Marcelo Rebelo de Sousa tinha ainda assim de afirmar uma ideologia que lhe norteasse a missão de “cicatrizar feridas destes tão longos anos de sacrifícios”. Também aí falou mais para a sensibilidade média do país do que para o Governo ou a oposição – embora seja impossível não notar que as suas palavras espelhavam muito mais o discurso da esquerda moderada do que da direita. Nenhum português médio recusa a ideia de que as “finanças sãs desacompanhadas de crescimento e emprego podem significar empobrecimento e agravadas injustiças e conflitos sociais”; não é difícil subscrever a teses de que o poder político tem de ser “corrector de injustiças” e de atender com prioridade aos “que a mão invisível apagou, subalternizou ou marginalizou”; é fácil subscrever a tese segundo a qual temos “direito a uma sociedade em que não haja, de modo dramaticamente persistente, dois milhões de pobres, mais de meio milhão em risco de pobreza, e, ainda, chocantes diferenças entre grupos, regiões e classes sociais”. Da mesma forma, está hoje razoavelmente entendido pela maioria dos cidadãos (pelo menos os que votaram no PS, PSD e CDS), que “sem rigor e transparência financeira, o risco de regresso ou de perpetuação das crises é dolorosamente maior”.

Em breve, este estatuto de Presidente-Rei vai sofrer o teste com a realidade. Um dia, tarde ou cedo, Marcelo Rebelo de Sousa vai esgotar o seu capital de festas, solenidades e vistas ao estrangeiro e será convocado a embrulhar-se nos prosaicos negócios da República. Só aí se verá como vai aplicar o enorme capital político que acumulou nos últimos meses. Se for capaz de moderar a crispação, se conseguir fazer passar a mensagem de que Portugal vive tempos difíceis e que o precipício continua ali ao lado, se combater a ilusão demagógica e populista dos que acreditam que a vontade basta para calar os mercados e pôr Bruxelas em sentido, se mantiver presente a ideia de que ainda temos de viver em estado de alerta e de urgência, se for capaz de fazer passar a mensagem de que o país de hoje tem talentos, energias e competências como nunca teve e que, por isso, a crise não é uma fatalidade, terá justificado este excepcional estado de graça e merecido o seu mandato.

2 – Uma empresa australiana, a Scenic, quer investir 15 milhões de euros para explorar o filão do turismo fluvial no Douro.
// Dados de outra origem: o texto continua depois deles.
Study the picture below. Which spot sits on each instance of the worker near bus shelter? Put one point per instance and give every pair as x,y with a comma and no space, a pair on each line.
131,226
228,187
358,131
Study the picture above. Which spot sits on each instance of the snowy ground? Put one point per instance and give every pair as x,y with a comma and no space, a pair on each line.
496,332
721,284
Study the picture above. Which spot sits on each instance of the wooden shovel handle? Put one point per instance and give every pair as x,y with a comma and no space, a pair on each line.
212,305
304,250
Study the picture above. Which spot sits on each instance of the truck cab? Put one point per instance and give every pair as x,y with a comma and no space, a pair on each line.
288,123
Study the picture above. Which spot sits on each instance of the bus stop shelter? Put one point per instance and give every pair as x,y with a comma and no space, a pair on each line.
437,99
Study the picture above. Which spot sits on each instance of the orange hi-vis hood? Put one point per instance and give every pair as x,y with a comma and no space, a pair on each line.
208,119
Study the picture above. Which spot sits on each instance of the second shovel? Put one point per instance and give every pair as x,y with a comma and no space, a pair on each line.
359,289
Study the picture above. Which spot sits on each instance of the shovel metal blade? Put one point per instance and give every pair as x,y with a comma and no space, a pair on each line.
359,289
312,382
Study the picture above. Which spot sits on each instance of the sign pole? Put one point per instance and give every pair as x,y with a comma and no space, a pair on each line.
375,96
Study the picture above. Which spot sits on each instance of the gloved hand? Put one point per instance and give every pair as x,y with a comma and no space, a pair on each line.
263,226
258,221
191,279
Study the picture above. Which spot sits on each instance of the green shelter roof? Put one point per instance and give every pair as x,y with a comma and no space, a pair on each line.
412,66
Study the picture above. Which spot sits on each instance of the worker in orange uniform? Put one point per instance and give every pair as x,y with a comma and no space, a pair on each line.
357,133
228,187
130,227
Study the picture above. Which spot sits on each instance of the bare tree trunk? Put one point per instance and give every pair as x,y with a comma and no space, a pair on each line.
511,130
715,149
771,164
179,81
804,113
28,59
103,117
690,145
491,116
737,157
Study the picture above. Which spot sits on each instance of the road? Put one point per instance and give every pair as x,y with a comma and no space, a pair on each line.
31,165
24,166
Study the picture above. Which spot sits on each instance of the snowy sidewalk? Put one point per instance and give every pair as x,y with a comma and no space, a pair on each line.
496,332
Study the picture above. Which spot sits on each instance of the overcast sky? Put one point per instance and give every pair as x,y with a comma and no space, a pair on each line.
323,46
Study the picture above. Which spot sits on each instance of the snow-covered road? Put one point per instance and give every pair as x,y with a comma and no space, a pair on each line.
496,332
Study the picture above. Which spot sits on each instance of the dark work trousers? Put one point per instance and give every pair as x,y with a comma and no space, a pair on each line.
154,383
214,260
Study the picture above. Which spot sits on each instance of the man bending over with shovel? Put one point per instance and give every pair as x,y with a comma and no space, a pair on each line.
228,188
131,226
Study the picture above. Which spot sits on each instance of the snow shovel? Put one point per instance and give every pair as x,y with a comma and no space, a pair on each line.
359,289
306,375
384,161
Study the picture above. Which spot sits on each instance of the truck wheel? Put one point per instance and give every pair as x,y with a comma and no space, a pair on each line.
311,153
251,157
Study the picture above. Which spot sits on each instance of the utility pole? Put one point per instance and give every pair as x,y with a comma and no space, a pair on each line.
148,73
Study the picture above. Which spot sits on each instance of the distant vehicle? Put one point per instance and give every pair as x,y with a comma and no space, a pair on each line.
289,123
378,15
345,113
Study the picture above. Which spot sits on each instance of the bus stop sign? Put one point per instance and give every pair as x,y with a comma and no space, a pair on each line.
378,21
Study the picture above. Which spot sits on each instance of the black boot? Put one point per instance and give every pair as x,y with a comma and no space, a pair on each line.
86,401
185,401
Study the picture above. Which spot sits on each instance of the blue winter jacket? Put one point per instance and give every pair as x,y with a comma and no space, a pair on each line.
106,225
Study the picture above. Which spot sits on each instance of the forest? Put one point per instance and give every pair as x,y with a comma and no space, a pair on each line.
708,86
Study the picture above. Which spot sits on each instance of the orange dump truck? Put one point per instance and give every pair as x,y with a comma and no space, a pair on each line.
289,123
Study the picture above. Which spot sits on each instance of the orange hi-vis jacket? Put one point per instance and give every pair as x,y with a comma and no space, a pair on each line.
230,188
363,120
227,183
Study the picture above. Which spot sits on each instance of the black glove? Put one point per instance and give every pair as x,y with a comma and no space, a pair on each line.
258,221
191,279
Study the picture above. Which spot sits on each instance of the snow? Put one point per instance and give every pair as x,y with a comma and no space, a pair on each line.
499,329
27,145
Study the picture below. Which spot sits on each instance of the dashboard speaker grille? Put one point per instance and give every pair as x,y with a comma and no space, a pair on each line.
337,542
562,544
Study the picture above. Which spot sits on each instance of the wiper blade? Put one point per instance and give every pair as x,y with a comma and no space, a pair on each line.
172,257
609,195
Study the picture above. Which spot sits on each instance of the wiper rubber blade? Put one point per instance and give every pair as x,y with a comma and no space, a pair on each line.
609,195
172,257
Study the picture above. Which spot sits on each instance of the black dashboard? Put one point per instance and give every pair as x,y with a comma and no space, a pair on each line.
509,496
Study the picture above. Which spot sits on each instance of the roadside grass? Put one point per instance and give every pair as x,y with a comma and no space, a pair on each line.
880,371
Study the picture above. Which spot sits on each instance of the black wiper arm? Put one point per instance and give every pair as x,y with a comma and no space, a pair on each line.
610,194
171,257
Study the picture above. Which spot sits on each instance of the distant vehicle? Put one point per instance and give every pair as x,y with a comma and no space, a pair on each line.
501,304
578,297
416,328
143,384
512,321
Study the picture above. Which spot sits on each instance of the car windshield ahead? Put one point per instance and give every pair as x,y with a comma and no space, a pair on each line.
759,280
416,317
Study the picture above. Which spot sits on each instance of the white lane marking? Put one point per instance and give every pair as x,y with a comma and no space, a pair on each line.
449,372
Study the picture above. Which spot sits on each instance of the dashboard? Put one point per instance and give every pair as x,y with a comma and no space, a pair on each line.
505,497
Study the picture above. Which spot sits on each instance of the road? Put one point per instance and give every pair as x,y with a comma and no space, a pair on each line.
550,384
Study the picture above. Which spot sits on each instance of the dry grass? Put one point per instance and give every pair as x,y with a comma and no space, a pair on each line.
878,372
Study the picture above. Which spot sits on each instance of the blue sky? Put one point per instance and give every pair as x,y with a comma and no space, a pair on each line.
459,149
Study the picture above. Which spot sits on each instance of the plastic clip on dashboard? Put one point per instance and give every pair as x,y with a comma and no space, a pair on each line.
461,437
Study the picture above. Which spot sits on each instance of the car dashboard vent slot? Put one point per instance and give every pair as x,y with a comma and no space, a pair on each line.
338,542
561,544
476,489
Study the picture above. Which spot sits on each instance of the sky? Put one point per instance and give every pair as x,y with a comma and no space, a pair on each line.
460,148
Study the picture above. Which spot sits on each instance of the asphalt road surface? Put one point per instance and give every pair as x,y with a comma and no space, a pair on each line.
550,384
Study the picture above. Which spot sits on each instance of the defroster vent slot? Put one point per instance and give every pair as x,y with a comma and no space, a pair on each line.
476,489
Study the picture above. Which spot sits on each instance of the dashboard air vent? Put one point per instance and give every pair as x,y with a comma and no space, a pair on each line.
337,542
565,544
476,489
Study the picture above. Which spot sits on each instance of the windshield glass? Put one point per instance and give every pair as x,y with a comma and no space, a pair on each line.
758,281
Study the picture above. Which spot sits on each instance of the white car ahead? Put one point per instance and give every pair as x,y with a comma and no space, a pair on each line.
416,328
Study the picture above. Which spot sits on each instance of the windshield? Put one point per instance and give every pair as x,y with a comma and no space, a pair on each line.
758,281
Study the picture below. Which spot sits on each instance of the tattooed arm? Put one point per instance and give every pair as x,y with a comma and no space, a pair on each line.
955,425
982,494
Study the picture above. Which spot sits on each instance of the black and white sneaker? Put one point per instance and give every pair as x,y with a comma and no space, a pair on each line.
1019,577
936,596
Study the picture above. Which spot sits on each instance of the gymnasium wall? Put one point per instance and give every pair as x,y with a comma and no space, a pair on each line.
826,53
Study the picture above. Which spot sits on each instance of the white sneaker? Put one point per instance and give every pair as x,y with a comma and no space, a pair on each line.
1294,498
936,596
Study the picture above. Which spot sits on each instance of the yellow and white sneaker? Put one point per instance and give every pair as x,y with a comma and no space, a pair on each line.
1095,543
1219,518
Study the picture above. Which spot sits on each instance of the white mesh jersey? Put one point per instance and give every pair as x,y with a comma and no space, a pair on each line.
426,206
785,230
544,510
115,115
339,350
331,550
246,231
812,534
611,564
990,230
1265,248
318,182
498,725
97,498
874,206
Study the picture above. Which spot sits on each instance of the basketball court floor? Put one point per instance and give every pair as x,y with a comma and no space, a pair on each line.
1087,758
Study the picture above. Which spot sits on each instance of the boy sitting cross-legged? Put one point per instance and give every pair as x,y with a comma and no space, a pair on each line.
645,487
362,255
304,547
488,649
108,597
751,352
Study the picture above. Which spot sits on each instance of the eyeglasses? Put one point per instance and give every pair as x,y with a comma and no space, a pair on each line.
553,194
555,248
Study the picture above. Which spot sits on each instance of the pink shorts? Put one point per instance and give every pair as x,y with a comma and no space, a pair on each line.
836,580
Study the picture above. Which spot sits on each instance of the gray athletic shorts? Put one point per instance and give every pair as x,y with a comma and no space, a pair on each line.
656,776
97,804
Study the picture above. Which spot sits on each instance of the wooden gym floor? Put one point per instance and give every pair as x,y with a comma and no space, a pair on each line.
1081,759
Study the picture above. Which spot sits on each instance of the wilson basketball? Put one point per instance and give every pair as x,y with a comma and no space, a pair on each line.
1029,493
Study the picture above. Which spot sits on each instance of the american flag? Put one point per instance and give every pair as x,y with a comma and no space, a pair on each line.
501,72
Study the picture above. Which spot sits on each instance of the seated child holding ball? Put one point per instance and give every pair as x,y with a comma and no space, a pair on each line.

Em Janeiro de 2014 começou a tratar dos procedimentos burocráticos para instalar um cais na ribeira do Porto e encomendou um barco-hotel de luxo aos Estaleiros de Viana do Castelo. Foi então que começaram os problemas. Em Novembro de 2015, a revista Visão dava conta de “uma guerra no cais” e depois de contar o inenarrável processo de dificuldades burocráticas e a pressão que a Douro Azul, a empresa pioneira e hegemónica no negócio, estava naturalmente a exercer, acabava a reportagem com a pergunta: “Haverá lodo no cais?”.  

A Direcção Regional de Cultura do Norte decidira entretanto puxar pelos galões e declara que a Scenic não terá licença para construir o seu cais enquanto a autoridade não emitir um parecer vinculativo, noticiou o Jornal de Notícias. Teriam os outros cais que já estão em operação sido sujeitos à mesma exigência? Não. Porquê? Porque a digníssima autoridade não soube do seu processo de construção. E vão ser objecto de parecer a posteriori? Ninguém responde. Fica-se por isso a saber que há uma empresa estrangeira com um barco pronto a operar que está a ser alvo de especial fúria fiscalizadora porque ousou meter-se num negócio próspero e dominado por um gigante ao qual não foram feitas as mesmas exigências.

O Estado continua a adorar o privilégio dos incumbentes e a execrar a concorrência. Não há por aí um ministro que ponha em ordem estes pequenos poderes protectores?